Il ne s'agit pas ici de s'adonner à du Johansson bashing. Scarlett nous a vaguement irrités ces dernières semaines, mais nous ne sommes pas vaches au point de lui nier quelque don d'actrice. Elle était épatante dans Lost in Translation ou Ghost World. Mais un César d'honneur ? Pour l'ensemble de sa carrière ? Deneuve n'a pas eu ce cadeau, Danièle Thompson ou Anna Karina non plus. Et si le critère est d'être une vedette hollywoodienne, pourquoi ne pas lui avoir préféré Lauren Bacall, Mia Farrow ou Helen Mirren ?

"J'ai amorcé un rajeunissement et je m'émerveille du renouvellement des talents", se défend Alain Terzian, le président de l'Académie, dans Le Figaro. "Si l'icône de Woody Allen et Sofia Coppola ne vous fait pas rêver, consultez un psy." Ne nous emportons pas. D'autant que Scarlett Johansson n'est pas la première lauréate à susciter l'interrogation. Il y en eut d'autres, bien avant l'arrivée de Terzian à la présidence.

 

Diana Ross (César d'honneur 1976)

La chanteuse des Supremes a bien des talents. Néanmoins, sa carrière ciné se résume à quatre films, peu ou prou tombés dans l'oubli. En 1976, elle n'en avait tourné que deux. Suffisant pour séduire le public (elle obtint le Golden Globe de la meilleure révélation féminine pour son interprétation de Billie Holiday dans Lady Sings the Blues), mais peut-être pas assez pour s'installer au Panthéon des grandes. Seulement voilà : elle était en France pour une série de concerts, alors autant en profiter.

 

Sylvester Stallone (César d'honneur 1992)

 

En 1991, Sly reprenait le rôle-titre de Louis de Funès dans Oscar. L'adaptation ricaine (sortie en France sous le titre L'embrouille est dans le sac) fut nommée aux Razzie Awards dans les catégories pire film, pire second rôle féminin et pire acteur (pour ce pauvre Stallone). Une réussite, donc.

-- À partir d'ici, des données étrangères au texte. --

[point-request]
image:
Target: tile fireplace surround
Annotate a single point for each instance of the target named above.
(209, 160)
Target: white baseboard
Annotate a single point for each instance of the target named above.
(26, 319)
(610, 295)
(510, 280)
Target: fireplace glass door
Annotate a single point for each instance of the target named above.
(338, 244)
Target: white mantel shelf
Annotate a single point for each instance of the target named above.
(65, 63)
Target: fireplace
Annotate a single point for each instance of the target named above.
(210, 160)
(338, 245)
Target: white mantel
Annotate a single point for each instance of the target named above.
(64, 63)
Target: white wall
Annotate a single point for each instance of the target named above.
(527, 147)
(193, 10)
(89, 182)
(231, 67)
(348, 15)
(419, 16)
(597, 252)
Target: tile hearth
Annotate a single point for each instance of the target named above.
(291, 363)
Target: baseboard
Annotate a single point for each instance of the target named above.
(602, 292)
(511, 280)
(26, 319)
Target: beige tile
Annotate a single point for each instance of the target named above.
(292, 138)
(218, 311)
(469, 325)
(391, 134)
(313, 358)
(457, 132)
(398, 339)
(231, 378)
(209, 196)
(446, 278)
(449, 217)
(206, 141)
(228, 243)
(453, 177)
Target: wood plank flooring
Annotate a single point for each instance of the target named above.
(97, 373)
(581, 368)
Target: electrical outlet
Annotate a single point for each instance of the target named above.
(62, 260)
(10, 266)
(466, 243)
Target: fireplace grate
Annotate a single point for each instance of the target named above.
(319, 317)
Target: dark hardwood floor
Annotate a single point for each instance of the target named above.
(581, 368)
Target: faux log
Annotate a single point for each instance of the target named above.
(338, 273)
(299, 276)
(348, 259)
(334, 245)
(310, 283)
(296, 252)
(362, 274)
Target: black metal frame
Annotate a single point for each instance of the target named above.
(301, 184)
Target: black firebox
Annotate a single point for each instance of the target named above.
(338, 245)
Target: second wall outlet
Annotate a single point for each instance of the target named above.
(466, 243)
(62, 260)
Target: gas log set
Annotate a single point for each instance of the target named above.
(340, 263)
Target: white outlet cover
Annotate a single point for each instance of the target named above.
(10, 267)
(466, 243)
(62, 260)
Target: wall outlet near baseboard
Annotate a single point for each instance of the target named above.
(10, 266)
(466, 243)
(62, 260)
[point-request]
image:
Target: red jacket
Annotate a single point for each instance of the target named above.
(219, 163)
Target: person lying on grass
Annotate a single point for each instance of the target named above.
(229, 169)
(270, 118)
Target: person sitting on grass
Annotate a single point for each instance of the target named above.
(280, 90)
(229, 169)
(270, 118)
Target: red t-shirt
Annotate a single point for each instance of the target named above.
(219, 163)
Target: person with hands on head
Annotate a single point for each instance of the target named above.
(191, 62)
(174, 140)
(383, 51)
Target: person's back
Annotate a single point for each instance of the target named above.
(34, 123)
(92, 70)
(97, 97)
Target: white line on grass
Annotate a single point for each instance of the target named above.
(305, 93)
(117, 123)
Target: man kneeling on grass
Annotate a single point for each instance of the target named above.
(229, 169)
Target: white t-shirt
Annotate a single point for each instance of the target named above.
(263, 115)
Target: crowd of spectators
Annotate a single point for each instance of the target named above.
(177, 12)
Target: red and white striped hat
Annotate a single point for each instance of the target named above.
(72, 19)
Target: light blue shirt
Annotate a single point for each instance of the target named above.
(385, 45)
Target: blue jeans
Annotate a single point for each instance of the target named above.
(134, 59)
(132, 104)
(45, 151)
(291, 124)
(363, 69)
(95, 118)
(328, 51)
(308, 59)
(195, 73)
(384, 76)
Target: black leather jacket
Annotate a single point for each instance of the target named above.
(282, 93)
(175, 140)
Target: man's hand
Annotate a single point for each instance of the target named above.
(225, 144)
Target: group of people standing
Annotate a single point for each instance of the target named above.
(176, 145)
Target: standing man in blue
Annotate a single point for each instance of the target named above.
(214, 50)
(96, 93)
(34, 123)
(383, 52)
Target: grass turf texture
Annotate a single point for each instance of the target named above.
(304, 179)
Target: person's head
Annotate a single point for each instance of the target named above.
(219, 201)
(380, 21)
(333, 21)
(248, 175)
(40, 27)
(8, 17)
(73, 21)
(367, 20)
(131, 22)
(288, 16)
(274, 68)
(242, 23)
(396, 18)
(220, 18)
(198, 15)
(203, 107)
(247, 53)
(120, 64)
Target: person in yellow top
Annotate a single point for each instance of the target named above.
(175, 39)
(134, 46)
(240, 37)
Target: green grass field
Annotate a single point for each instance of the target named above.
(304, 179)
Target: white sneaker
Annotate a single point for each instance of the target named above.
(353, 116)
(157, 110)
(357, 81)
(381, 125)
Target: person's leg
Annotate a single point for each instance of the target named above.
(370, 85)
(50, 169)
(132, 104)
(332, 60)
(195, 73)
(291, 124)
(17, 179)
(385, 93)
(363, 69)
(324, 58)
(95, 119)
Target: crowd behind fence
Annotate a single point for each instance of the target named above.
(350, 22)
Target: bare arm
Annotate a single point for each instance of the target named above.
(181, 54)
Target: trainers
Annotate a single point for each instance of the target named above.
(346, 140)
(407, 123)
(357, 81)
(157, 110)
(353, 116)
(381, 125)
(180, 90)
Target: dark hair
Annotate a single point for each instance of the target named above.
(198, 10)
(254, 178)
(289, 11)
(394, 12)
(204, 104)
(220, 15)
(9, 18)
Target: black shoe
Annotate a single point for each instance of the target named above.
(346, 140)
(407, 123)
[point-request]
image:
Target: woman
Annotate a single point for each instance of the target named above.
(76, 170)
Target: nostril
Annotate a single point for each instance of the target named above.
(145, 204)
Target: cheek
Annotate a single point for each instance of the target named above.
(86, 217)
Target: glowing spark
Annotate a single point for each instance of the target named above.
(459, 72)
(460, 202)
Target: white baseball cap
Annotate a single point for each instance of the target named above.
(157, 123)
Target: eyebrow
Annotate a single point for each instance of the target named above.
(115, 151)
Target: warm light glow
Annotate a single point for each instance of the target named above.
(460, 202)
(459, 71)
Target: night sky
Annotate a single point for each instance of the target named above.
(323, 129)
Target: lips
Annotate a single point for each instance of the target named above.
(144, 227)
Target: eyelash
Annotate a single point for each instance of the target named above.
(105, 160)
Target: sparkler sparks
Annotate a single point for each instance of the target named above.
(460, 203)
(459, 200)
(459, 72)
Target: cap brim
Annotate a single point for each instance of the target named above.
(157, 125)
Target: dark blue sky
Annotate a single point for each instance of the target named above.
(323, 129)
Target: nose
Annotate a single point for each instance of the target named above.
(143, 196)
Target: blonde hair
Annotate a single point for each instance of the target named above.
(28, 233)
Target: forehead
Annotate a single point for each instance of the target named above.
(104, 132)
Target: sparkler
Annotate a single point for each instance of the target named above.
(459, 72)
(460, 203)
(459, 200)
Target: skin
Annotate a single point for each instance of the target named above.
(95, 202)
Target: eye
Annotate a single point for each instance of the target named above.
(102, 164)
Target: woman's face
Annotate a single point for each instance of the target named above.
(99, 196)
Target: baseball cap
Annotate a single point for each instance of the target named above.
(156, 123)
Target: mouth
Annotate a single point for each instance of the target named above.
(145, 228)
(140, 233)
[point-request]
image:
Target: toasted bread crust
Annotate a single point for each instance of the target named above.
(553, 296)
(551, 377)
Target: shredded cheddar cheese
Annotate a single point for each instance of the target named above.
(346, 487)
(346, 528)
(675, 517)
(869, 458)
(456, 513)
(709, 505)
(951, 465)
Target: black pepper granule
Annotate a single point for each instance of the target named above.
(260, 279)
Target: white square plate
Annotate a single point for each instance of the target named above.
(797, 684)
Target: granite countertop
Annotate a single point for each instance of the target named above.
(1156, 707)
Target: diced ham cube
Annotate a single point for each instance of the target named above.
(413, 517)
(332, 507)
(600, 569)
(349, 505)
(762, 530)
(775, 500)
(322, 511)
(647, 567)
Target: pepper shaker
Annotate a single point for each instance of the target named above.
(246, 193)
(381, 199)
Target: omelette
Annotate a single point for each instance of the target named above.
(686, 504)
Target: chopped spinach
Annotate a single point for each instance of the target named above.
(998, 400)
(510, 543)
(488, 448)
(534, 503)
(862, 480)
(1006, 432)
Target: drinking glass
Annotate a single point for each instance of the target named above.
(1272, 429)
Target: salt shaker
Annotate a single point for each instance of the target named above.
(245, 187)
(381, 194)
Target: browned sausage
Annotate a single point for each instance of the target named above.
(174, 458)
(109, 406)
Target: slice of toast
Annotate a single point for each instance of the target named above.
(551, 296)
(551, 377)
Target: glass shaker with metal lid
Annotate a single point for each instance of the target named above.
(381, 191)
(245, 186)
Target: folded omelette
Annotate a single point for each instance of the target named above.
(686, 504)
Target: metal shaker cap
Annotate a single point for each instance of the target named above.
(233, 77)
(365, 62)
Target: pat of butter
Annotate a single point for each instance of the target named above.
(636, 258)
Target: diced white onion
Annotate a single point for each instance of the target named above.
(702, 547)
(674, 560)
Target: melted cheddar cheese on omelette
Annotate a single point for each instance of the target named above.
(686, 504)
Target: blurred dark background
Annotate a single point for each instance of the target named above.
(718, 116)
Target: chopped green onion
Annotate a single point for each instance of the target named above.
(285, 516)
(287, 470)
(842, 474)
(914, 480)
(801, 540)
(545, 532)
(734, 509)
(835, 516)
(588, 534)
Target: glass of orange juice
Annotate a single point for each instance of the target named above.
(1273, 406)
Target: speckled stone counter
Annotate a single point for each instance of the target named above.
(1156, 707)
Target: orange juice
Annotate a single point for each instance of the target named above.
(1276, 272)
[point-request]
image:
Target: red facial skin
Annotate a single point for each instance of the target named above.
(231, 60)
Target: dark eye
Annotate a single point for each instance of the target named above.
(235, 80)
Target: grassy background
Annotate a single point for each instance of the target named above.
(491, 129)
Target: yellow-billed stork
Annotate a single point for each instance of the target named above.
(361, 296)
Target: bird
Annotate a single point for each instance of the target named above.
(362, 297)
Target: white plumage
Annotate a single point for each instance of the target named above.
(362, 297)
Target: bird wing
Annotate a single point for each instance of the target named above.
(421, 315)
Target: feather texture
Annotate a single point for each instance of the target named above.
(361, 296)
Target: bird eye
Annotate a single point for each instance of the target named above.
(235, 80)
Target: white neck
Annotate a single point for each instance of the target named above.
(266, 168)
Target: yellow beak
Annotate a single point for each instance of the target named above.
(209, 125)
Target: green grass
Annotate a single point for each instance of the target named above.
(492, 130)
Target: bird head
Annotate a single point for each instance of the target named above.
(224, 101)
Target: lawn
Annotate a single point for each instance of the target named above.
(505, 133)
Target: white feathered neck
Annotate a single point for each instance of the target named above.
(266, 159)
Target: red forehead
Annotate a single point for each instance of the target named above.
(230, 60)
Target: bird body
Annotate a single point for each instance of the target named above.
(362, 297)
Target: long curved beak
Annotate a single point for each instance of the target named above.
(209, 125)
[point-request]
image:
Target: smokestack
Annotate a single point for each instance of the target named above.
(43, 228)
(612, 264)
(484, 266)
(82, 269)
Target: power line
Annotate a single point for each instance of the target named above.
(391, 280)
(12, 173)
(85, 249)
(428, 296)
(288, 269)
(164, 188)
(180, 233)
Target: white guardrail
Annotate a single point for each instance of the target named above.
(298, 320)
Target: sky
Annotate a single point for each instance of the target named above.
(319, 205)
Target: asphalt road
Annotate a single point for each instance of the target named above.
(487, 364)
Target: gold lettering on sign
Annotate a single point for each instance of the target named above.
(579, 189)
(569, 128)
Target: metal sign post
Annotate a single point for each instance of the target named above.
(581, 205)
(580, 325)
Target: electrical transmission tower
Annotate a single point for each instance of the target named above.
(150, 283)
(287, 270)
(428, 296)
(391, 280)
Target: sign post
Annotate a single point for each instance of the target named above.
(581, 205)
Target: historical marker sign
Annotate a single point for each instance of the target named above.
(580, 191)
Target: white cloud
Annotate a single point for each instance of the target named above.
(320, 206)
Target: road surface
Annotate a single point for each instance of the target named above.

Mais il venait de rendre hommage à Louis de Funès, alors il fallait bien lui rendre la pareille. Ce qui explique sans doute ce César d'honneur pour une star qui a incontestablement marqué le cinéma de son temps, mais davantage pour ses biceps et ses pec' que pour son jeu de comédien. Je sais : Rocky, tout de même, c'était pas dégueu.

 

Andy MacDowell (César d'honneur 1997)

 

Qui eut cru qu'en débutant dans Greystoke la légende de Tarzan avec Christophe Lambert, on pouvait finir par recevoir un César d'honneur ? Andie MacDowell y est parvenue grâce à trois films culte. Sexe, mensonges et vidéo, qui lui fera découvrir Cannes, Un jour sans fin, du regretté Harold Ramis, et Quatre mariages et un enterrement, renouveau de la comédie anglaise. Pourtant, ces trois oeuvres ont surtout profité à d'autres (Steven Soderbergh, Bill Murray et Hugh Grant) et on s'étonne que l'égérie L'Oréal qui, depuis, additionne les bouillons, ait obtenu cet hommage.

 

Will Smith (César d'honneur 2005)

 

Oui oui, Will Smith. Le Prince de Bel Air, Bad Boys, Independance Day, l Robot, Hitch expert en séduction... César d'honneur. Oui oui. La légende de Bagger Vance. Oui oui.

 

César Baldaccini (César d'honneur 1992)

 

César est un immense sculpteur, entendons-nous bien. Mais il n'a jamais travaillé pour le cinéma. Lorsque Georges Cravenne, fondateur des César, décide de lui confier la mission d'imaginer un trophée à offrir aux artistes du palmarès, c'est avant tout parce qu'il est génial, parce que les deux hommes sont amis et parce Cravenne aime l'idée d'un nom qui ressemble à Oscar. "Cinq lettres qui rimaient à tel point que la naissance du second était devenue évidente", expliquera le publicitaire. L'artiste, lui, visiblement ravi qu'on lui offre une compression qu'il avait lui-même dessinée, a préféré la refiler au patron du Fouquet's.

 

René Ferracci (César d'honneur 1986)

"C'est avec beaucoup d'émotion que je reçois cette récompense au nom de mon mari", déclarait, très digne, madame Ferracci. "Avec ce César d'honneur, René est un peu parmi nous ce soir." René ? René Ferracci bien sûr ! Prestigieux affichiste pour Truffaut, Pialat ou Resnais, il recevait en 1986 à titre posthume un César d'honneur. Pour le coup, voilà quelqu'un qui a consacré 35 ans de sa vie au cinoche, il mérite bien des honneurs. Mais, total inconnu du grand public, jamais dans la lumière, pas glam' pour un sou, on peut être surpris que l'Académie ait choisi de tant le mettre en avant.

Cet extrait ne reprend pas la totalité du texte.